As Therac-25 will perpetually tell, when you code your software, best do it well.

ricardobeat · on Aug 1, 2016

"Killed by software" would've been a much more faithful title!

dsfyu404ed · on Aug 1, 2016

"It’s important to note that while the software was the lynch pin in the Therac-25, it wasn’t the root cause. The entire system design was the real problem. Safety-critical loads were placed upon a computer system that was not designed to control them"

They wrote code that depended on hardware controls, didn't document their reliance on the hardware controls and killed a bunch of people. DOCUMENT ALL YOUR DEPENDANCES!!!

wyldfire · on Aug 1, 2016

> They wrote code that depended on hardware controls

...similar to Toyota's electronic throttle control system design.

Also, if you rely on hardware features for safety, it's still ok/good to design the software as if it didn't depend on those features whereever possible.

dsfyu404ed · on Aug 1, 2016

It all depends on the specifics. How much complexity will software checks add? In a lot of cases the lifetime cost of spec'ing a hard failsafe may be cheaper than designing, implementing and supporting a soft one. Then there's the whole issue of software false positives/negatives vs hardware failures

At some level you can no longer abstract away the situation and the system has to perform as a system. You can write soft controls all you want but if hard controls are present in the spec and something that's not likely to change there becomes a point where chasing down every little problem and checking for every possible error is no longer cost effective. Nobody cares if you write Mars rover tier code for a bulldozer and spending the resources doing is wasteful if your competitors aren't also spending the resources. Obviously you can write total crap that's outside the acceptable range toward the other end.

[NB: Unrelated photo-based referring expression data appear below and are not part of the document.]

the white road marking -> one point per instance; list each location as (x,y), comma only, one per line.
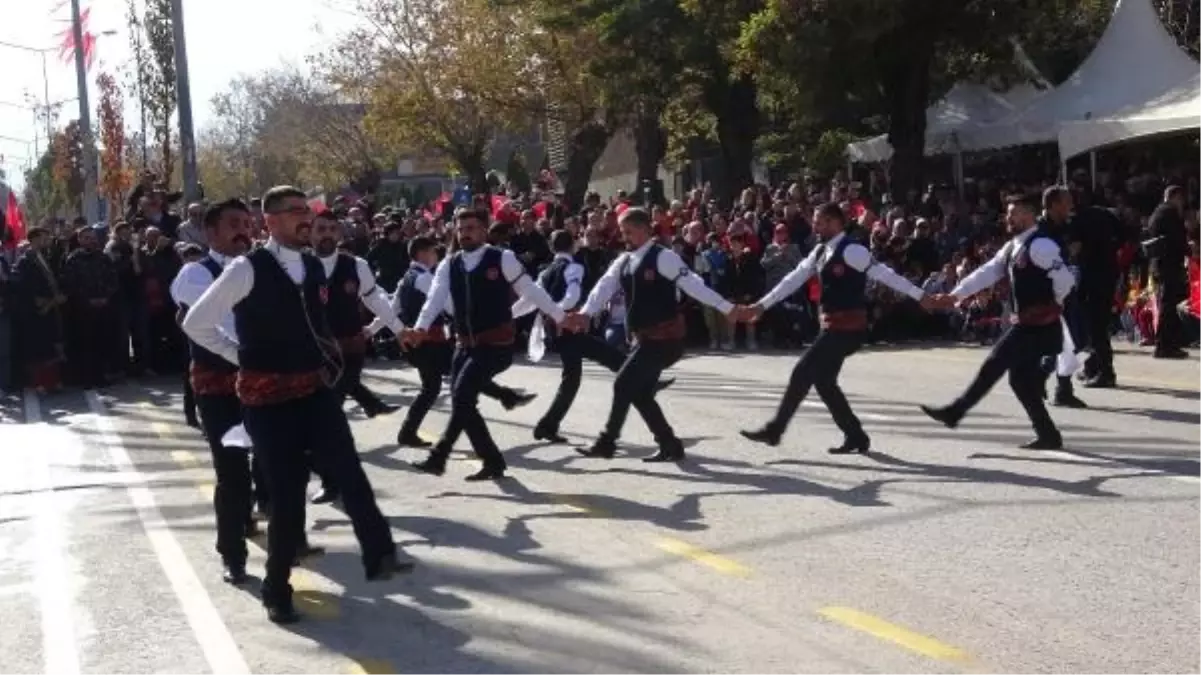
(217,644)
(53,574)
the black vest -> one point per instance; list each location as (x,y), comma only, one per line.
(554,279)
(278,321)
(482,297)
(412,299)
(198,354)
(650,297)
(1029,285)
(345,298)
(842,286)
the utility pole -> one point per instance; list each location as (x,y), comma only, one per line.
(90,173)
(184,97)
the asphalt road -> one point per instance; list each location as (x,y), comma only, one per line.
(943,551)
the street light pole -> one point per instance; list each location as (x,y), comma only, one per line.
(90,174)
(184,101)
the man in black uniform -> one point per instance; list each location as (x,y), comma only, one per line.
(351,286)
(650,276)
(1039,284)
(290,408)
(843,267)
(476,284)
(1167,249)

If you're designing software to control a widget that moves and does stuff has a hard switch to prevent your widget's equivalent of an out of battery detonation you have to strike a balance between relying on it and introducing complexity from soft controls. Every aspect of the system is involved in making that determination.

If you've got a hard switch in most cases you may as well write a five line timeout controlled while loop that tries to perform the action and waits and tries again if there's no feedback indicating the action was performed. As long as nobody removes that switch and the code's dependency on it is very obviously documented then that simple unsafe code is probably better than more complex code that performs a redundant (redundant because you have a hard switch) check because the more complex code has more going on.

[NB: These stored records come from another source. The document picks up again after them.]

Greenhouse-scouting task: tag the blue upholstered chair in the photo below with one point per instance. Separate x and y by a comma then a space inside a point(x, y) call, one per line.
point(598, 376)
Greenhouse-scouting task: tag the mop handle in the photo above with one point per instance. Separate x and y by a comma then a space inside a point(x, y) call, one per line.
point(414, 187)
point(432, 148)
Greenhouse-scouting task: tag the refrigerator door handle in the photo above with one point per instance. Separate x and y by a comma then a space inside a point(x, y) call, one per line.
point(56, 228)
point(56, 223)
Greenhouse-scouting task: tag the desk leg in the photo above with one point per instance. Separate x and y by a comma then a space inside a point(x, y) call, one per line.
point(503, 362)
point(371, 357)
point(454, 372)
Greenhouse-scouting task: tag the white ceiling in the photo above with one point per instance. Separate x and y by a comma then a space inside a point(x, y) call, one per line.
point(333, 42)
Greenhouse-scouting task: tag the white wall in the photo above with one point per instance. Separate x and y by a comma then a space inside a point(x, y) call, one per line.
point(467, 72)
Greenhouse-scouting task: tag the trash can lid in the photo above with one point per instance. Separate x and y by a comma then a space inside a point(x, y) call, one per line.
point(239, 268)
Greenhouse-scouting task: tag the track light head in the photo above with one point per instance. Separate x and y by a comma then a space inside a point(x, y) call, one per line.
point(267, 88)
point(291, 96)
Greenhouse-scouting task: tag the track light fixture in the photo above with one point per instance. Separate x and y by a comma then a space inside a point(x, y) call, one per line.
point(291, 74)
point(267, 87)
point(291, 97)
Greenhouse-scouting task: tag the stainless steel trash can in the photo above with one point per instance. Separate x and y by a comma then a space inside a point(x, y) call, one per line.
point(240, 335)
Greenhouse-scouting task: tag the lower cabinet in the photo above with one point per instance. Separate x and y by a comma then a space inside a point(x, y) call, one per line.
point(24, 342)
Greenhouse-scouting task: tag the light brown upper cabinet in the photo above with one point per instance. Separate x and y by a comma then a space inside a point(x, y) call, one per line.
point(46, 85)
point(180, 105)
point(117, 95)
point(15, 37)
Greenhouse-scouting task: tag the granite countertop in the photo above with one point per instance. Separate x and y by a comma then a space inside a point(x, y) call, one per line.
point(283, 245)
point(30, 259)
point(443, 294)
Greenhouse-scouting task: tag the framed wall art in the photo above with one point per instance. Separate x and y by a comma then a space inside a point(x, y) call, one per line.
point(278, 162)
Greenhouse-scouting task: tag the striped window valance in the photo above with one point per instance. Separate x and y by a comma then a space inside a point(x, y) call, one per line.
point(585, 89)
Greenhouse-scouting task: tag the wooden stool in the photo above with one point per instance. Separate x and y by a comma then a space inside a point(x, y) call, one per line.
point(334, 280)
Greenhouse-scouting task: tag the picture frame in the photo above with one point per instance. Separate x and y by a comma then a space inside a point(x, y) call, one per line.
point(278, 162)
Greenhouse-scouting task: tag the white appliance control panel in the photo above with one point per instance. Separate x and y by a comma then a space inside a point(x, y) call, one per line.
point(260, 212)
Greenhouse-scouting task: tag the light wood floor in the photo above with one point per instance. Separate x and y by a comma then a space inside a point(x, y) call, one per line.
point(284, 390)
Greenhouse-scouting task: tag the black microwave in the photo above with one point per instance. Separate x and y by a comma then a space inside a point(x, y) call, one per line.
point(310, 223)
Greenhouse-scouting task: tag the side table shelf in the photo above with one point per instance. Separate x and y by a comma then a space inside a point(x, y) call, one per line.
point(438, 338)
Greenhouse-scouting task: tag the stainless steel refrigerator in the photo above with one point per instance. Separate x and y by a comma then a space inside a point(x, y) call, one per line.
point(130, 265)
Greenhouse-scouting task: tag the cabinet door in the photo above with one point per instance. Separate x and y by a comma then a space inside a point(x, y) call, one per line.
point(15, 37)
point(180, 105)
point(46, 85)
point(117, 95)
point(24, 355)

throwanem · on Aug 1, 2016

I mean hey, if I'm writing code for a machine that might kill somebody if a hardware interlock is removed, I'm going to perform a software check for a valid state before I take the potentially fatal action, and if that's a problem for the organization that's paying me to write that code, I'm going to resign and find work elsewhere, because that outcome strikes me as strictly preferable to having someone's death on my conscience. I suppose it's arguable either way, though.

0xdeadbeefbabe · on Aug 1, 2016

> DOCUMENT ALL YOUR DEPENDANCES!!!

Still doesn't make a difference if there is no place for the documents to live.